The practical implication for a founder without a content team: your unique product data, your support ticket patterns, your actual customer questions, and your specific opinions on how your category works are more valuable GEO assets than another 2,000-word how-to guide covering ground five other sites already cover. This is also where AI writing tools diverge sharply in output quality — some generate confident-sounding generic prose, others are built to pull in your actual product specifics. If you're evaluating which AI writing tools actually produce citable output versus which just produce readable output, this distinction is the one to test for directly.
Frequently Asked Questions
Q: What's the difference between SEO mistakes and GEO mistakes?
SEO mistakes usually involve targeting the wrong keywords or weak backlink profiles, which hurt rankings over time. GEO mistakes are more often structural — content that ranks fine but isn't formatted as a self-contained, extractable answer, or technical issues like blocking AI crawlers — so the failure mode is invisibility to citation rather than low rank.
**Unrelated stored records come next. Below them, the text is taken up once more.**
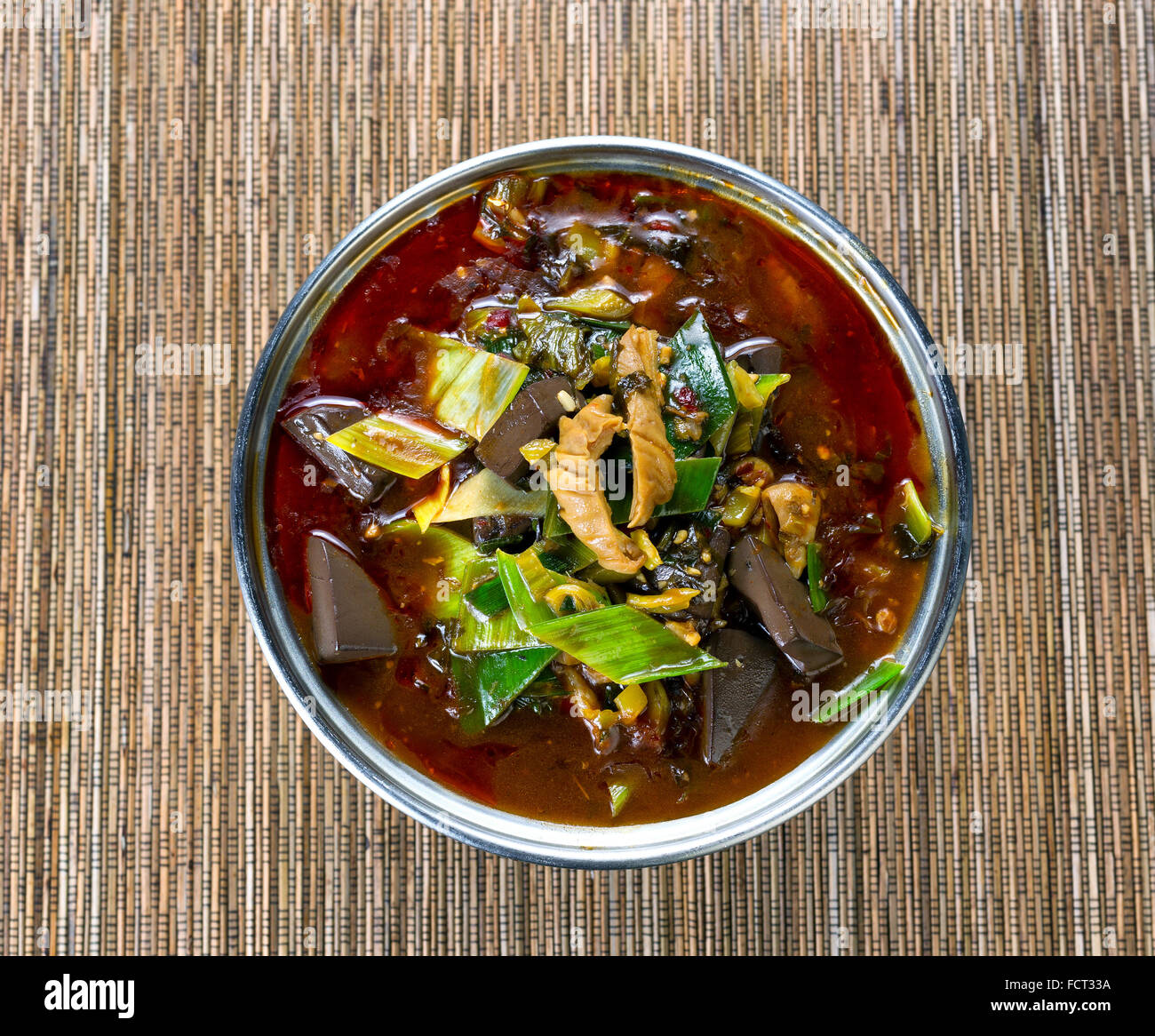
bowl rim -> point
(628, 846)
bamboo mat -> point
(173, 173)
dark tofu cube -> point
(500, 531)
(731, 694)
(308, 428)
(759, 573)
(534, 414)
(759, 356)
(349, 618)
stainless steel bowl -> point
(648, 843)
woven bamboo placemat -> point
(171, 173)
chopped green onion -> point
(426, 511)
(600, 303)
(526, 581)
(491, 681)
(605, 324)
(751, 394)
(740, 504)
(619, 794)
(691, 490)
(624, 644)
(489, 597)
(769, 382)
(555, 342)
(485, 495)
(566, 554)
(699, 366)
(480, 392)
(481, 631)
(919, 522)
(818, 596)
(399, 445)
(877, 678)
(447, 554)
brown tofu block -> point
(349, 618)
(534, 414)
(362, 482)
(759, 573)
(731, 694)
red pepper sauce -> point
(848, 403)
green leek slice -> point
(399, 445)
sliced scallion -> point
(877, 678)
(492, 681)
(624, 644)
(697, 380)
(399, 445)
(485, 495)
(919, 522)
(815, 570)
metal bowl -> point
(647, 843)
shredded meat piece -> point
(654, 473)
(797, 509)
(574, 480)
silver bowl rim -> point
(631, 846)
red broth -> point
(848, 403)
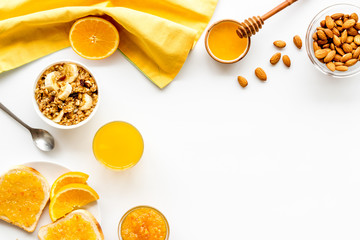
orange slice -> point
(67, 178)
(70, 197)
(94, 38)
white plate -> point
(50, 171)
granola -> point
(66, 93)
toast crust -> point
(84, 213)
(46, 190)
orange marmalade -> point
(74, 228)
(144, 223)
(21, 195)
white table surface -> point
(276, 160)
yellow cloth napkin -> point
(155, 35)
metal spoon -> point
(42, 139)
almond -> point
(329, 22)
(340, 51)
(352, 31)
(336, 32)
(349, 39)
(357, 26)
(346, 57)
(275, 58)
(347, 48)
(287, 60)
(337, 58)
(321, 35)
(242, 81)
(337, 41)
(357, 39)
(297, 41)
(316, 46)
(315, 38)
(330, 56)
(320, 54)
(339, 64)
(343, 36)
(329, 33)
(356, 53)
(341, 68)
(331, 66)
(349, 23)
(280, 44)
(355, 17)
(351, 62)
(260, 73)
(337, 16)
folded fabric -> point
(155, 35)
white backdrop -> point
(276, 160)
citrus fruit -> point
(67, 178)
(70, 197)
(94, 38)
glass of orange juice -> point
(118, 145)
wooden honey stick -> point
(252, 25)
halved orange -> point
(70, 197)
(94, 38)
(67, 178)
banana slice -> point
(58, 118)
(88, 102)
(71, 72)
(50, 81)
(65, 91)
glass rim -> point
(309, 48)
(109, 165)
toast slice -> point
(24, 193)
(78, 224)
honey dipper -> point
(252, 25)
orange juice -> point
(118, 145)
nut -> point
(337, 41)
(280, 43)
(297, 41)
(331, 66)
(329, 22)
(320, 54)
(275, 58)
(346, 57)
(330, 56)
(260, 73)
(287, 60)
(242, 81)
(341, 68)
(349, 23)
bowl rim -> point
(49, 121)
(308, 44)
(219, 59)
(143, 206)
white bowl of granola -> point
(66, 95)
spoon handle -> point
(14, 117)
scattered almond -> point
(286, 60)
(275, 58)
(242, 81)
(280, 44)
(331, 66)
(341, 68)
(351, 62)
(330, 56)
(260, 73)
(297, 41)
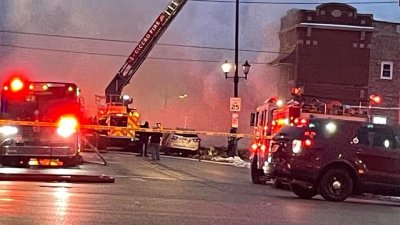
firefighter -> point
(155, 143)
(143, 140)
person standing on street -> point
(143, 139)
(155, 143)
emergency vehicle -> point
(115, 111)
(39, 123)
(275, 113)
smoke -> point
(158, 83)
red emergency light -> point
(16, 87)
(375, 99)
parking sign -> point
(235, 104)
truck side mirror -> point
(252, 119)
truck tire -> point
(336, 185)
(302, 192)
(256, 174)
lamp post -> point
(183, 97)
(226, 68)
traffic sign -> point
(235, 120)
(235, 104)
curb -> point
(57, 178)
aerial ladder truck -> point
(113, 108)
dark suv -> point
(337, 158)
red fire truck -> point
(39, 123)
(275, 113)
(113, 108)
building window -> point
(387, 70)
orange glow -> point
(67, 125)
(254, 146)
(33, 162)
(375, 99)
(16, 85)
(307, 142)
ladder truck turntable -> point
(113, 108)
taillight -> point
(307, 142)
(174, 137)
(254, 146)
(297, 145)
(67, 125)
(300, 122)
(263, 148)
(17, 85)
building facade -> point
(335, 53)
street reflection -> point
(62, 201)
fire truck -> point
(275, 113)
(113, 108)
(39, 123)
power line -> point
(117, 55)
(134, 42)
(295, 3)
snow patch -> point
(236, 161)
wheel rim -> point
(337, 185)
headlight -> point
(8, 130)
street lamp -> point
(182, 97)
(226, 68)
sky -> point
(58, 40)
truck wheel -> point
(336, 185)
(256, 174)
(303, 192)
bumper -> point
(292, 171)
(38, 151)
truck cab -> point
(40, 123)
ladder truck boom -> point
(139, 54)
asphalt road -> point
(175, 191)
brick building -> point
(335, 53)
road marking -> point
(144, 178)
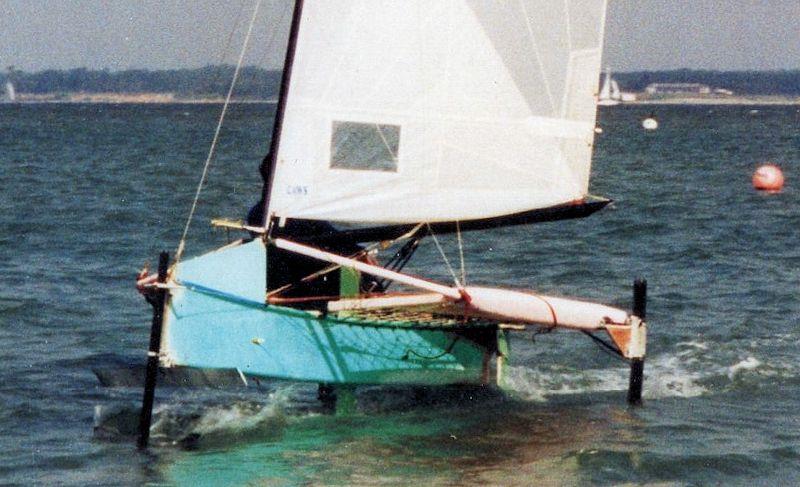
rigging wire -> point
(444, 256)
(461, 253)
(212, 149)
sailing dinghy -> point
(410, 119)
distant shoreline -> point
(168, 99)
(728, 100)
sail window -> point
(365, 146)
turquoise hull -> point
(217, 319)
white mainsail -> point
(438, 111)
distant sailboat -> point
(413, 119)
(11, 94)
(609, 93)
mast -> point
(268, 173)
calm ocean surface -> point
(89, 192)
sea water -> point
(91, 192)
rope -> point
(333, 267)
(212, 149)
(446, 260)
(461, 253)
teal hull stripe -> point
(248, 303)
(217, 322)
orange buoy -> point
(768, 177)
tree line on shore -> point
(255, 82)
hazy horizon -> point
(641, 35)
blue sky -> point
(154, 34)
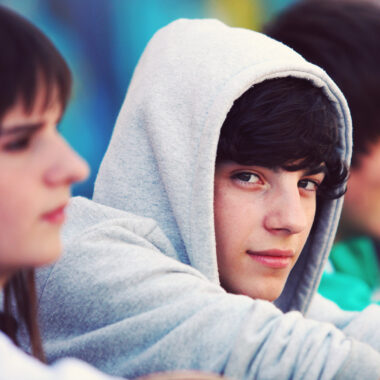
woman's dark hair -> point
(29, 63)
(342, 37)
(286, 123)
(28, 60)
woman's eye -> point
(19, 144)
(308, 184)
(247, 177)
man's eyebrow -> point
(19, 129)
(316, 170)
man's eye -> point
(308, 184)
(247, 177)
(16, 145)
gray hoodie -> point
(137, 289)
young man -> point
(342, 37)
(145, 291)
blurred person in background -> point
(37, 168)
(342, 37)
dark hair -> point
(343, 38)
(285, 123)
(28, 60)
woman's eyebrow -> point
(17, 129)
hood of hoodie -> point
(161, 158)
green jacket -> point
(352, 279)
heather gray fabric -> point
(133, 295)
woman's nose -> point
(67, 167)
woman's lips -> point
(56, 216)
(273, 258)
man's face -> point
(361, 210)
(262, 220)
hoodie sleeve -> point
(115, 301)
(363, 326)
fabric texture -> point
(353, 279)
(16, 365)
(137, 289)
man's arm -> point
(115, 301)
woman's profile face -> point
(37, 168)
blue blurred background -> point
(102, 41)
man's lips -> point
(56, 216)
(272, 258)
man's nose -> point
(286, 212)
(67, 167)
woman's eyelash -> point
(246, 177)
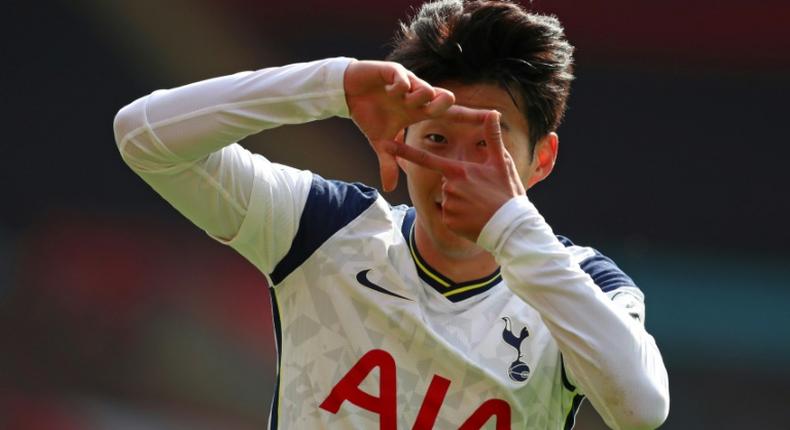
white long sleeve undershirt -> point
(608, 353)
(182, 143)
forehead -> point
(489, 96)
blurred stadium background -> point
(115, 313)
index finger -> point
(465, 114)
(445, 166)
(493, 132)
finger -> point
(398, 79)
(445, 166)
(493, 134)
(419, 97)
(439, 104)
(388, 170)
(457, 113)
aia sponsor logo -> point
(386, 406)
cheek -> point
(420, 181)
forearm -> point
(180, 141)
(167, 127)
(614, 361)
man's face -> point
(465, 142)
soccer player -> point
(465, 311)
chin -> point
(450, 243)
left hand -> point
(471, 192)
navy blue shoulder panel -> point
(330, 206)
(602, 270)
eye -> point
(436, 138)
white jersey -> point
(368, 334)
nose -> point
(471, 150)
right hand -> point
(383, 99)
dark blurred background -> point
(116, 313)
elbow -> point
(647, 412)
(123, 125)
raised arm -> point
(609, 355)
(181, 142)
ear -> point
(401, 139)
(543, 158)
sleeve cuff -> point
(507, 218)
(336, 72)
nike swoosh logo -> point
(362, 278)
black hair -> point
(496, 42)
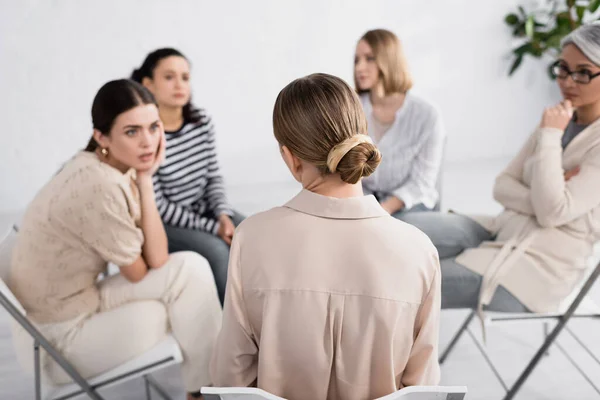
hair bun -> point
(360, 161)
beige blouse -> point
(548, 227)
(86, 216)
(329, 298)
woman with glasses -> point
(532, 255)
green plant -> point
(542, 29)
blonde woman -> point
(323, 301)
(100, 208)
(533, 254)
(407, 130)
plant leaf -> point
(529, 27)
(524, 48)
(512, 19)
(515, 65)
(580, 11)
(554, 41)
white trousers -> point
(179, 297)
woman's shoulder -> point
(197, 115)
(85, 176)
(422, 107)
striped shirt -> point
(189, 188)
(412, 149)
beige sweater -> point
(548, 227)
(329, 299)
(85, 217)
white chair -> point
(576, 305)
(407, 393)
(163, 355)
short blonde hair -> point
(391, 61)
(318, 118)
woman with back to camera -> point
(100, 208)
(533, 255)
(190, 192)
(407, 130)
(328, 297)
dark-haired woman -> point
(100, 208)
(189, 188)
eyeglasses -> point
(561, 71)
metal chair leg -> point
(147, 385)
(577, 367)
(547, 353)
(36, 364)
(457, 336)
(488, 360)
(554, 333)
(151, 382)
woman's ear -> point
(148, 84)
(101, 139)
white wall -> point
(54, 55)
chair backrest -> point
(428, 393)
(407, 393)
(439, 183)
(6, 246)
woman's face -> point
(580, 94)
(134, 138)
(170, 84)
(366, 70)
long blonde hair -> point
(319, 118)
(391, 61)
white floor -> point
(467, 187)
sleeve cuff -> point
(223, 209)
(216, 227)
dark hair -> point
(146, 70)
(113, 99)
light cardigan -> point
(548, 227)
(412, 149)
Q: Can blocking AI crawlers accidentally happen without a founder doing anything?
Yes. Many website builders, security plugins, and CDN presets add bot-blocking rules by default that disallow crawlers like GPTBot or CCBot, often as an anti-scraping measure unrelated to AI search. Checking your live robots.txt file directly is the only reliable way to confirm you're not blocking the crawlers your GEO strategy depends on.
Q: How long does it take for a new article to start getting cited by AI engines?
It varies by engine because they use different retrieval mechanisms. Engines that search the live web, like Perplexity, can cite a new page within days of crawling it, while an engine's own trained "knowledge" only updates on its next training run, which can take months, so citation speed depends heavily on which engine you're checking.
Q: Does a page need to rank well on Google to get cited by an AI engine?
Not always, but it helps for engines like Google's AI Overviews that build on Google's existing index and ranking signals. Engines with independent live-search retrieval, like Perplexity, can cite a page with a clean, self-contained answer even if it isn't ranking in the top few Google results for that query.
Q: What's one quick way to check if my content is structured for AI citation?
Read only the first two sentences of each section in isolation — if they answer the section's implied question completely without needing the surrounding paragraphs for context, that section is likely extractable; if the answer only becomes clear by the fourth or fifth sentence, it probably won't get pulled as a citation.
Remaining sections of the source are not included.